The other line of thought represents a return to the normative oppressive social structure that Jesus had tried to overcome and replace. Its starkest expression is the book of Timothy, but is also found in many other late writings of the developing church. This line of thinking subordinated women, required slaves to be obedient, and commanded everyone to obey the authorities who, of course, represented the financial interests of the dominant rich and powerful.
So much for the facts, but how do we put them together? There are many different perspectives, and what follows is one possible scenario.
It was during his life that Jesus impacted many who then became his followers, some of whom stayed with him while others moved on. How and why he had such a profound influence are questions for another day, but the short answer is that he presented to them both an image of what human, loving life was, and also an image of a God separate from and independent of the constrictions of temple religiosity¹.
These concepts of loving humanity and loving the divinity inspired and infused both groups of disciples. For those who stayed with Jesus, even though he had suffered the most horrible death imaginable, those disciples felt him to be alive in their midst as they continued the community he had created. It was a mystery beyond understanding and comprehension, but for them a certainty nonetheless. Jesus has lived, died, and now lives again.
They were convinced that the evil and death manifested on the cross was not the final word, that cosmic Love overcomes evil and death, and that ultimately everything returns to God who makes all things right. For those who moved on, such as the “Q” community, knowing nothing of the death of Jesus, they also were certain that he was still with them even as they traveled, a spiritual presence that continued to convince them that Love is the underlying essence of the cosmos.
In the attempt to illuminate this certainty and this mystery, there evolved from the group who stayed with Jesus images of an empty tomb and stories of appearances to the disciples, neither intended to be taken literally, but intended rather as tools to help others understand the mystery.
Unfortunately, as time passed and new generations joined the nascent church, the images became identified with the thing itself, and resurrection came to mean resuscitation rather than renewal on a cosmic scale. And the revolution called for in Jesus’ proclamation that the equitable Kingdom of God was at hand, succumbed to the old way of patronage and patriarchy, the shift in thinking no doubt encouraged by the vested interests of the wealthy.
Resuscitation and the power structure we find in Timothy go hand in hand as they push aside and replace the initial gospel story.
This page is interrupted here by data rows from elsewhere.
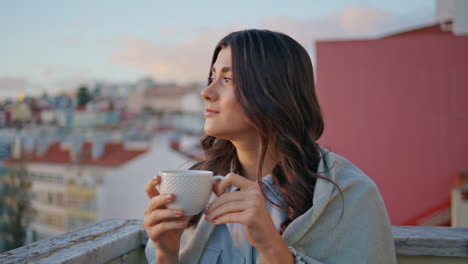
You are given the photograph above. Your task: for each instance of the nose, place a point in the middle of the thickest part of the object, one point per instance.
(209, 93)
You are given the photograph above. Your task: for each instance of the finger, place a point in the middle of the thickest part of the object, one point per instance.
(237, 217)
(160, 201)
(156, 231)
(232, 179)
(150, 187)
(228, 208)
(163, 215)
(225, 198)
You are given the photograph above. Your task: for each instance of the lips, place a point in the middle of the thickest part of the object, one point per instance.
(210, 112)
(207, 110)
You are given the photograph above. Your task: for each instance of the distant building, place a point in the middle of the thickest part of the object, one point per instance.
(397, 106)
(160, 98)
(68, 179)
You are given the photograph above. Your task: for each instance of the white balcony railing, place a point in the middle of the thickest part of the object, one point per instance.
(123, 241)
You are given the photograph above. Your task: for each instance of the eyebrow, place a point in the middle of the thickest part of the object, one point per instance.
(223, 70)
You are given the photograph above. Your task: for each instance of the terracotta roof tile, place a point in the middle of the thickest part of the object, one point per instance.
(114, 155)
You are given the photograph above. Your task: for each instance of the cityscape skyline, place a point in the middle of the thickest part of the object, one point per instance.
(52, 46)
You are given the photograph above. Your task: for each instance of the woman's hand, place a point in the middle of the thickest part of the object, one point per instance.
(163, 226)
(246, 207)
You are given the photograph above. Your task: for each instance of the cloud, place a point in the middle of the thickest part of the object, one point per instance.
(12, 83)
(188, 60)
(185, 61)
(11, 87)
(59, 38)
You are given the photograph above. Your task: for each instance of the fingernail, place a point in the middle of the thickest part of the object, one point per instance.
(178, 212)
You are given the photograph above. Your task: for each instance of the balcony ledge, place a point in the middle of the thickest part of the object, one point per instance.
(110, 241)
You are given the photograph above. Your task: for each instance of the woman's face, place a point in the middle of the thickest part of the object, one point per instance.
(224, 117)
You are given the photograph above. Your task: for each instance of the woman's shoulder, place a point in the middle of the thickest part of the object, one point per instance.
(342, 171)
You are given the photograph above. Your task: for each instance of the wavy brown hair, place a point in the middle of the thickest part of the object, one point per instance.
(274, 84)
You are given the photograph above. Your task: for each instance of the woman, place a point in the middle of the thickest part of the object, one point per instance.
(284, 199)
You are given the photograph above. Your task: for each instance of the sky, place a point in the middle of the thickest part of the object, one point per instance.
(52, 46)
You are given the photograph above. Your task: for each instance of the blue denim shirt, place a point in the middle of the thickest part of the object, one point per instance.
(228, 242)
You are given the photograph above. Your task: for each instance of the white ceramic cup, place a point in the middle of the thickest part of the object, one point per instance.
(192, 188)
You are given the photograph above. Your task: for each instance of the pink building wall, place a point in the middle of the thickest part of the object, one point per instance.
(398, 108)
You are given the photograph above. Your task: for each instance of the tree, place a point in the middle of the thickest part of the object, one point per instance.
(16, 202)
(83, 95)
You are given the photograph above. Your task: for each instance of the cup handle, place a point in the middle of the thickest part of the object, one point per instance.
(217, 177)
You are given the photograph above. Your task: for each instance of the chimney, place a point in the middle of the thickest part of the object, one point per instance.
(16, 147)
(76, 149)
(42, 146)
(98, 145)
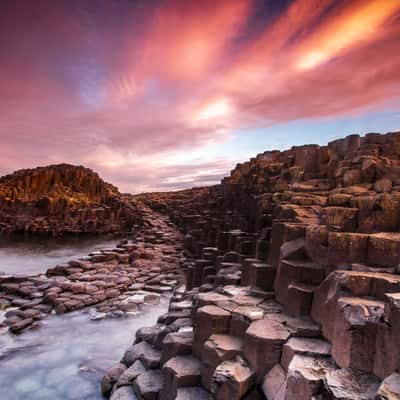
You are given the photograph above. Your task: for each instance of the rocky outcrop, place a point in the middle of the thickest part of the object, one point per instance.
(113, 282)
(292, 284)
(61, 199)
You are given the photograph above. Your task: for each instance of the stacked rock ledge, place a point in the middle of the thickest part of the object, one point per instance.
(292, 281)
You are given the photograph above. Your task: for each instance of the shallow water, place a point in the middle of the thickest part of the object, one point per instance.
(32, 256)
(67, 356)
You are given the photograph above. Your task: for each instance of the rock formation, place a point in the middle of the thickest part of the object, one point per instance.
(292, 282)
(114, 281)
(62, 199)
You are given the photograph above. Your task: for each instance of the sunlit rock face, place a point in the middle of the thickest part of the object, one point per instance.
(61, 199)
(292, 278)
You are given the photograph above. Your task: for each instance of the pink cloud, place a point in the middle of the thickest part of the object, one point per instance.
(173, 78)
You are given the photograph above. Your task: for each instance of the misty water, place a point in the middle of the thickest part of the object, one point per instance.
(67, 355)
(25, 255)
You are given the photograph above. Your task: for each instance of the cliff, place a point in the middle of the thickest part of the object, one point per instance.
(61, 199)
(292, 282)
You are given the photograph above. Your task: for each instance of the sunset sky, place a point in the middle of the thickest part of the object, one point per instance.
(160, 95)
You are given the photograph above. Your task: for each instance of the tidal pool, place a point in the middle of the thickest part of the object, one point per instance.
(21, 255)
(67, 356)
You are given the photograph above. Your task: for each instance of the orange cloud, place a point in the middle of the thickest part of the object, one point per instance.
(354, 24)
(187, 40)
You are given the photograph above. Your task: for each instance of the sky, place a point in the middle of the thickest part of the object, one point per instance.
(164, 95)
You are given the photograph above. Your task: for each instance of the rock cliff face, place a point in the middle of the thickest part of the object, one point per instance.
(61, 199)
(293, 283)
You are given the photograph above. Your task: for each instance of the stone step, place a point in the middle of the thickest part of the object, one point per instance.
(192, 393)
(232, 379)
(263, 343)
(262, 275)
(299, 300)
(296, 271)
(354, 335)
(149, 384)
(217, 349)
(209, 320)
(144, 352)
(180, 371)
(304, 346)
(176, 344)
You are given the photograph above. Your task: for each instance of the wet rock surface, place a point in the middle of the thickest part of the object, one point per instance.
(292, 285)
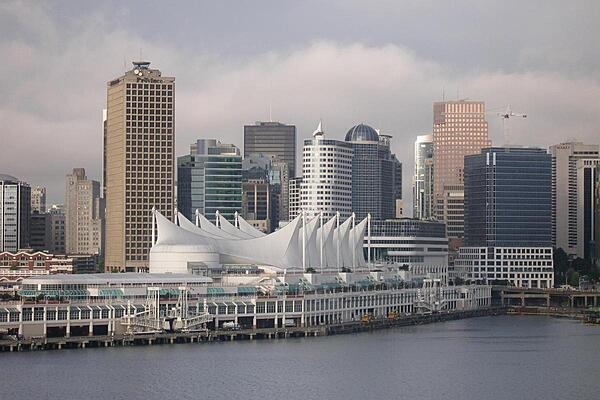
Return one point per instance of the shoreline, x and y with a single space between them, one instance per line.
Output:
75 342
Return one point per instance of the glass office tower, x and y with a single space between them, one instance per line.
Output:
508 197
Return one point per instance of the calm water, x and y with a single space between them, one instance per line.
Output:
507 357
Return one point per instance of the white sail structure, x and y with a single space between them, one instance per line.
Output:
231 229
246 227
210 228
182 247
356 239
327 244
312 255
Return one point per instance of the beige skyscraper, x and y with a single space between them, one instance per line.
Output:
139 162
83 214
459 129
38 199
571 161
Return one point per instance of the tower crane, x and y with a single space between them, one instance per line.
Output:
508 114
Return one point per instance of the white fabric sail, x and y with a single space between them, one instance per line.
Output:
356 238
209 227
328 246
312 255
232 230
246 227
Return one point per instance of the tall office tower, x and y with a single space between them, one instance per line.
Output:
459 129
83 214
565 182
272 139
326 177
586 207
597 217
139 166
376 173
508 213
38 199
279 178
256 205
209 179
508 197
423 178
294 197
40 234
15 208
57 229
269 171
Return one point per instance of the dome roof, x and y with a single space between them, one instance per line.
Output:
8 178
362 133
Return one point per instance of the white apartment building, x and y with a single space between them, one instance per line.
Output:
83 211
567 192
528 267
326 177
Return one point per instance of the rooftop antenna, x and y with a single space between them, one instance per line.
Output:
506 116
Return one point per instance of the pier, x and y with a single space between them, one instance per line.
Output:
144 339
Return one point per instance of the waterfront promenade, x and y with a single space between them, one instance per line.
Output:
45 343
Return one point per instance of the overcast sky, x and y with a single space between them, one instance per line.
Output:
382 63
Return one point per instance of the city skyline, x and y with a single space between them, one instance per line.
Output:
385 78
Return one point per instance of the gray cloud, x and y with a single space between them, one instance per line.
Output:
56 68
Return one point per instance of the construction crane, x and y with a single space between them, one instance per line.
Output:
508 114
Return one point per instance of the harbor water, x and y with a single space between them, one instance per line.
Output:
502 357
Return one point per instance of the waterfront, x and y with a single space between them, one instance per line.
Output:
478 358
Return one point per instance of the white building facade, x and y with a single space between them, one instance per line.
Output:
567 159
527 267
423 178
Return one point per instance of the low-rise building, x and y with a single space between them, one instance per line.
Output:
14 267
528 267
420 246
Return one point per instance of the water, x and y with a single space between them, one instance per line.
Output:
507 357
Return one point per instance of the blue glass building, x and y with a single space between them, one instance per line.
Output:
376 173
508 197
210 179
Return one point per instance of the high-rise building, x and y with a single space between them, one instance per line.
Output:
268 170
376 173
15 209
272 139
57 229
423 178
209 179
586 207
508 197
139 162
508 214
566 186
326 177
459 129
40 231
597 217
256 205
83 214
294 196
38 199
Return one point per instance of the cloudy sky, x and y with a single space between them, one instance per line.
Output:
382 63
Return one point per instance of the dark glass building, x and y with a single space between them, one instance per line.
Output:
210 179
272 139
376 174
508 197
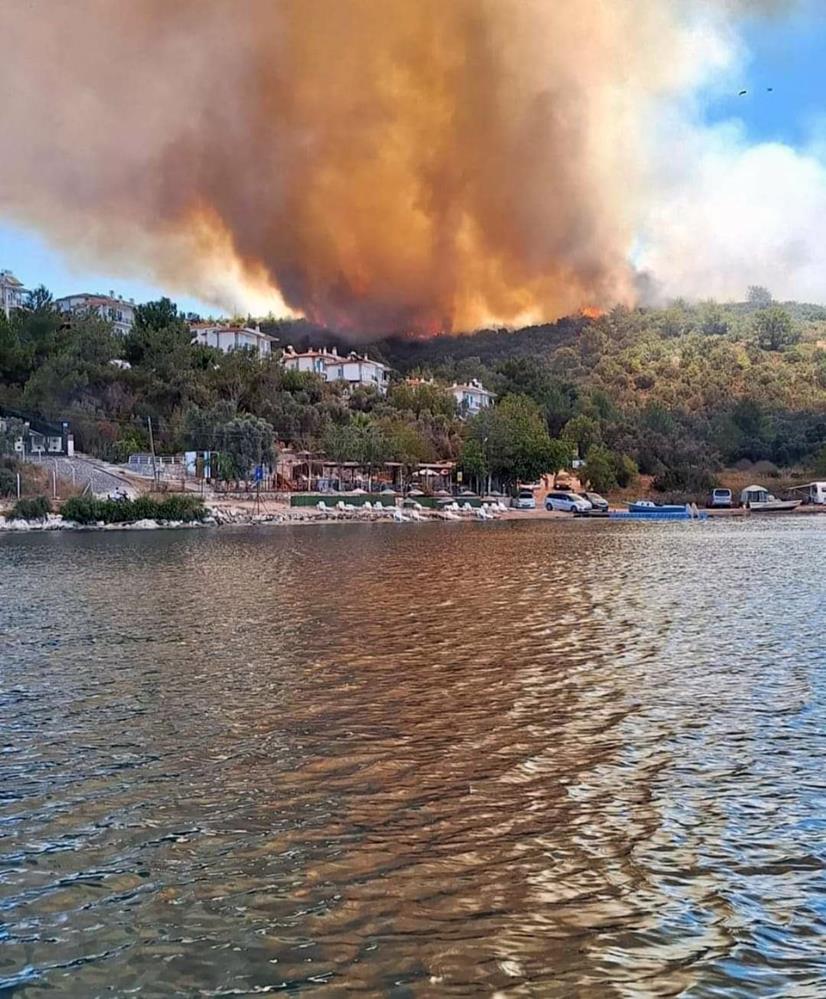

Even as we consider all the facts, the basic story that emerges is quite simple. The disciples were re-born while they lived with Jesus, and his death neither deterred nor discouraged them. Instead, they turned to one another and embraced, fully aware in their hearts that he was not only still with them, but also that the newness he embodied embraced the universe. This was the bedrock of their faith and forms the foundation for the day we call Easter.